Expectations are quite high with this one. Selain karena belum ada film hasil adaptasi dari permainan video yang kualitasnya benar-benar tampil memuaskan, Assassin’s Creed juga kembali mempertemukan sutradara Justin Kurzel dengan dua aktor kaliber Oscar, Michael Fassbender dan Marion Cotillard, yang sebelumnya meraih sukses lewat Macbeth (2015) – yang kini dianggap sebagai salah satu adaptasi karya William Shakespeare terbaik oleh para kritikus film dunia. So what could go wrong, right? Sayangnya, mimpi untuk mendapatkan sebuah film hasil adaptasi permainan video yang benar-benar memuaskan kembali harus dipendam dalam karena film yang diadaptasi dari permainan video aksi petualangan karya Ubisoft ini justru semakin menambah panjang daftar film-film hasil adaptasi permainan video produksi Hollywood dengan kualitas yang mengecewakan.
Dengan naskah cerita yang ditulis oleh duo Adam Cooper dan Bill Collage (The Divergent Series: Allegiant, 2016) bersama dengan Michael Lesslie (Macbeth, 2015), pengisahan Assassin’s Creed dimulai ketika seorang ilmuwan bernama Sophia Rikkin (Cotillard) menghidupkan kembali seorang pembunuh yang baru saja dihukum mati, Callum Lynch (Fassbender). Hal itu dilakukan Sophia bersama sang ayah yang juga merupakan pimpinan Abstergo Industries, Alan Rikkin (Jeremy Irons), untuk melacak jejak masa lalu dari pendahulu Callum Lynch yang diduga merupakan sosok penting bernama Aguilar de Nerha. Walaupun sama sekali mengerti keterlibatannya dalam proyek sains tersebut, Callum Lynch terpaksa mengikuti segala prosedur percobaan yang diberlakukan terhadap dirinya. Secara perlahan, akibat dorongan prosedur percobaan tersebut, Callum Lynch mulai menemukan jejak pendahulunya dan menemukan titik terang dari apa yang sebenarnya diinginkan oleh Sophia dan ayahnya.
Entah mengapa, pengarahan Kurzel yang begitu brilian pada naskah cerita bernuansa politis sekompleks Macbeth kini terasa kehilangan arah dan kekuatannya. Bahkan semenjak film ini menampilkan adegan perdananya, Assassin’s Creed telah tampil dengan kualitas yang meragukan. Baiklah, kesalahan tidak sepatutnya dibebankan sepenuhnya pada Kurzel. Naskah cerita arahan Lesslie, Cooper dan Collage juga tidak berada dalam kondisi yang prima dengan begitu banyaknya karakter dan kisah pendukung yang gagal untuk tergali dengan baik. Namun, pengarahan Kurzel membuat naskah cerita terasa tampil lebih buruk. Kurzel seperti terasa kebingungan untuk menempatkan ritme yang tepat bagi penceritaan Assassin’s Creed yang berada dalam dua latar belakang waktu yang berbeda. Hal ini yang membuat Assassin’s Creed lebih sering terasa membingungkan sekaligus berjalan datar daripada terasa sebagai sajian aksi petualangan yang menarik dan memuaskan.
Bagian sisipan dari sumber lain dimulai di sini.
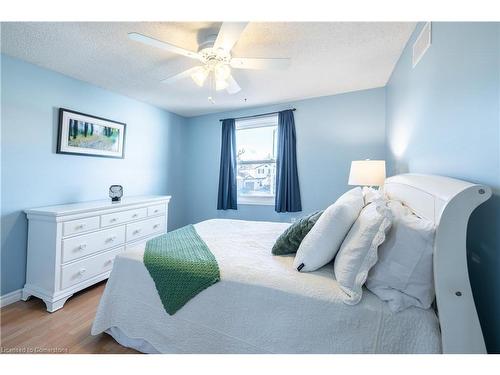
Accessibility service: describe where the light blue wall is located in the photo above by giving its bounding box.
[185,88,385,222]
[1,55,186,295]
[386,23,500,352]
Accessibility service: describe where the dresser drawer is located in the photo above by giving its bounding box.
[148,204,167,216]
[63,216,99,237]
[127,216,165,242]
[62,225,125,263]
[101,207,148,227]
[61,247,123,289]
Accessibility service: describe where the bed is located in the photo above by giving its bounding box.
[92,175,489,353]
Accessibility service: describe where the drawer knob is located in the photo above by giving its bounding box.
[106,236,116,242]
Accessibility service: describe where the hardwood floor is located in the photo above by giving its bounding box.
[0,282,138,354]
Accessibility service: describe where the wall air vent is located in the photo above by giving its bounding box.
[413,22,432,67]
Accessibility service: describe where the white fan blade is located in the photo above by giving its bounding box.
[214,22,248,52]
[230,57,290,69]
[226,76,241,94]
[128,33,200,60]
[161,66,203,84]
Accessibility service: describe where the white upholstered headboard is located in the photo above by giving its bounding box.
[384,174,491,353]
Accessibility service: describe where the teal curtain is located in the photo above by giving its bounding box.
[217,119,238,210]
[275,110,302,212]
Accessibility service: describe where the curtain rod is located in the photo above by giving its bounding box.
[219,108,296,121]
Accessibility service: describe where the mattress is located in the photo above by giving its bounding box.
[92,219,441,353]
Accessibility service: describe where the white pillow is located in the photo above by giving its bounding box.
[366,201,435,312]
[334,200,392,305]
[293,187,364,271]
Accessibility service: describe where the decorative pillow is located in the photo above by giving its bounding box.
[334,200,391,305]
[293,187,364,271]
[366,201,435,312]
[271,211,323,255]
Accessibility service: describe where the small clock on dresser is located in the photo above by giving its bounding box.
[109,185,123,203]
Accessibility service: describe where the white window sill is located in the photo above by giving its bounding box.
[238,196,274,206]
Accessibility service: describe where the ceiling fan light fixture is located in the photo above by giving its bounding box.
[191,67,209,87]
[214,63,231,81]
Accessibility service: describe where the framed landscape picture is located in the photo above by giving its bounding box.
[57,108,127,159]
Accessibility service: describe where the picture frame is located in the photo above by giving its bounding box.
[56,108,127,159]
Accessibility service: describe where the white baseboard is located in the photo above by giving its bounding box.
[0,289,23,308]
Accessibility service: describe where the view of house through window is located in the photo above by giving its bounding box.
[236,115,278,204]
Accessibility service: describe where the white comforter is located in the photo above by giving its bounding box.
[92,220,441,353]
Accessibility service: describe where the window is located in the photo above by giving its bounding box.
[236,115,278,205]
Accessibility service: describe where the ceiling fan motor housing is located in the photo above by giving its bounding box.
[198,35,231,67]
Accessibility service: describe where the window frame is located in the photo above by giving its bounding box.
[235,114,278,206]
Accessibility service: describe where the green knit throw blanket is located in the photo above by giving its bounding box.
[144,225,220,315]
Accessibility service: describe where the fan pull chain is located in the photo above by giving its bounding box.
[208,71,215,104]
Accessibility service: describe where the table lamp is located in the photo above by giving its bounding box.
[348,159,385,187]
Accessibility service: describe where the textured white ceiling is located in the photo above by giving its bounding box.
[1,22,415,116]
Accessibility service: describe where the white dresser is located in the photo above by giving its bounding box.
[22,196,170,312]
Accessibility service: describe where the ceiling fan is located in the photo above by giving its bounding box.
[128,22,290,103]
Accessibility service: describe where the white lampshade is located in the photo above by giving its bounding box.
[191,66,209,87]
[349,159,385,186]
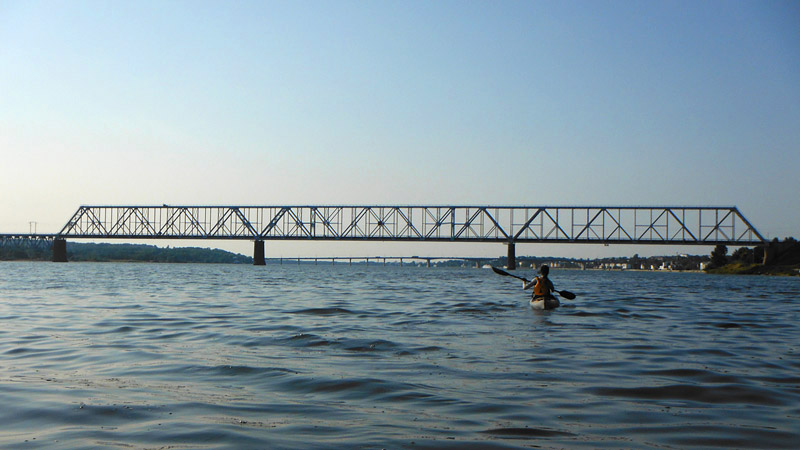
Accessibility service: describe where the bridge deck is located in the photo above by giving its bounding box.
[57,205,765,245]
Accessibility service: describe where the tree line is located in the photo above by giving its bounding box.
[0,242,253,264]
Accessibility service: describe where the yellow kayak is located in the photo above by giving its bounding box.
[531,297,561,309]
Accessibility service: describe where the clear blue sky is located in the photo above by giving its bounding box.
[0,0,800,256]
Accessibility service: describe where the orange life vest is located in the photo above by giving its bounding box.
[533,277,550,297]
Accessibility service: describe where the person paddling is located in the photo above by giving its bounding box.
[522,264,560,309]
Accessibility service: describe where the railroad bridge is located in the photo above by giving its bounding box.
[0,205,766,269]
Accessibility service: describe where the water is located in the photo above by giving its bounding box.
[0,262,800,449]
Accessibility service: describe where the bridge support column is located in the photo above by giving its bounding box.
[253,241,267,266]
[506,242,517,270]
[53,239,67,262]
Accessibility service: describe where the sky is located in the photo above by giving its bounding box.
[0,0,800,257]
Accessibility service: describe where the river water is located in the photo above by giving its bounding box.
[0,262,800,449]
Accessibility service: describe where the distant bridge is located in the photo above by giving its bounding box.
[10,205,766,268]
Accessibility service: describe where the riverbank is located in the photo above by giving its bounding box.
[706,262,800,277]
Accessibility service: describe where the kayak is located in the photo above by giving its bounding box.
[531,297,561,309]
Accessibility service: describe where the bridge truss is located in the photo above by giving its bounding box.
[57,205,765,246]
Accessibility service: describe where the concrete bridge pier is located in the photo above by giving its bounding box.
[253,240,267,266]
[53,239,67,262]
[506,242,517,270]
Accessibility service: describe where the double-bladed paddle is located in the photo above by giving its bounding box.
[492,266,575,300]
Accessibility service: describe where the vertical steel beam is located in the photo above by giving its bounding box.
[53,239,67,262]
[253,240,267,266]
[506,242,517,270]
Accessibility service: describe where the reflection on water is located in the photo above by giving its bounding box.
[0,263,800,449]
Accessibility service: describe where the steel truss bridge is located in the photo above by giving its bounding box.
[21,205,766,268]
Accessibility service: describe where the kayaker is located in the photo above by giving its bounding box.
[522,264,556,300]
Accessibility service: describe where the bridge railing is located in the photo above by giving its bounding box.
[58,205,765,245]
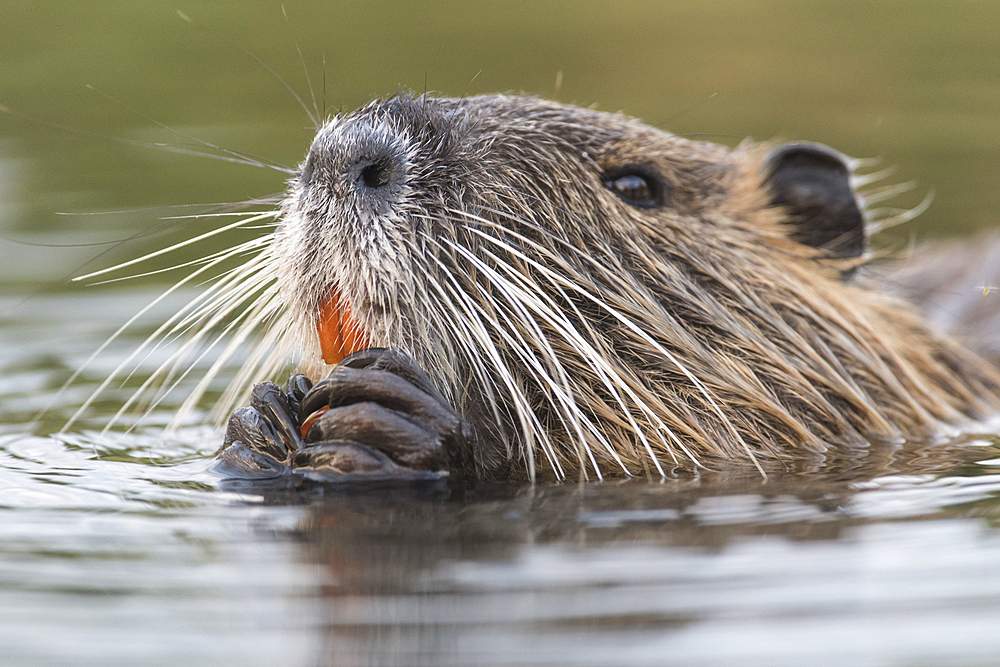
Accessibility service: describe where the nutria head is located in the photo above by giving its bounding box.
[270,95,997,477]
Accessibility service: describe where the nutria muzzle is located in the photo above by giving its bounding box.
[215,95,1000,480]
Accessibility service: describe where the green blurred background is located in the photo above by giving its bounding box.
[0,0,1000,287]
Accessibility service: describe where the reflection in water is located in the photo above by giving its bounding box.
[217,454,1000,665]
[0,408,1000,665]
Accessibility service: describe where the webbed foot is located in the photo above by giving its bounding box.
[217,348,469,482]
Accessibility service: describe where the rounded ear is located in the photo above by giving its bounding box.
[765,143,868,259]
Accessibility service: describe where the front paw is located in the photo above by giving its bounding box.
[219,349,469,481]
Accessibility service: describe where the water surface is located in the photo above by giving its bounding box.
[0,0,1000,667]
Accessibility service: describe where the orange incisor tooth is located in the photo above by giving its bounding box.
[316,289,369,366]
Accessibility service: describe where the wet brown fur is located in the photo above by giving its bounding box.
[272,96,1000,477]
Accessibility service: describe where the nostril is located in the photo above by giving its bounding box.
[361,161,389,189]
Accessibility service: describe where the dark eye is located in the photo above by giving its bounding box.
[604,167,663,208]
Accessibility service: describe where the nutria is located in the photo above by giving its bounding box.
[220,94,1000,480]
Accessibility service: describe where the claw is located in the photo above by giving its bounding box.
[217,348,469,482]
[224,408,288,460]
[250,382,302,450]
[299,366,460,432]
[306,402,447,470]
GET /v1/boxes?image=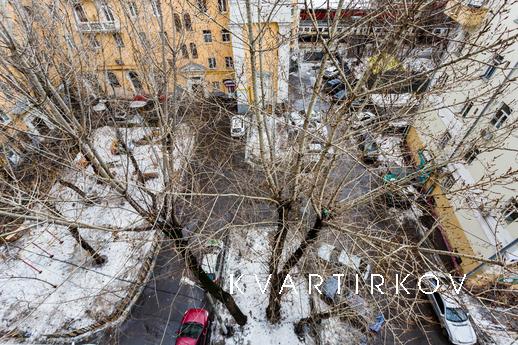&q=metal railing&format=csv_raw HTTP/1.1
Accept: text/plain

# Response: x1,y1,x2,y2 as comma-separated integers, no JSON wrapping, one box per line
77,21,120,32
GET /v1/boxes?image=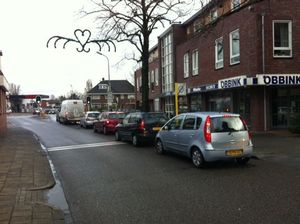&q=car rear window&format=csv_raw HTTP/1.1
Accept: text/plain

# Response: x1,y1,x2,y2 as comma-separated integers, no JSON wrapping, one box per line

Dari segi teknikal, Assassin’s Creed tampil dengan kualitas yang tidak terlalu buruk. Sebagai sebuah film yang diadaptasi dari permainan video, Assassin’s Creed tampil dengan kualitas teknikal yang berkelas. Kurzel juga cukup lihai menggarap adegan-adegan aksi dan peperangan yang berhasil memberikan film ini momen-momen terbaiknya. Begitu juga dari dari jajaran pengisi departemen akting. Selain Fassbander dan Cotillard, Assassin’s Creed juga didukung penampilan dari Irons, Brendan Gleeson dan Charlotte Rampling. Jelas nama-nama dengan kualitas akting yang jauh dari kesan meragukan. Sayang, dengan kualitas penulisan karakter yang cukup dangkal, penampilan para pemeran film ini menjadi begitu terbatas. Assassin’s Creed akhirnya berakhir sebagai sebuah film dengan potensi yang cukup besar namun gagal untuk dikembangkan menjadi sebuah sajian yang lebih kuat.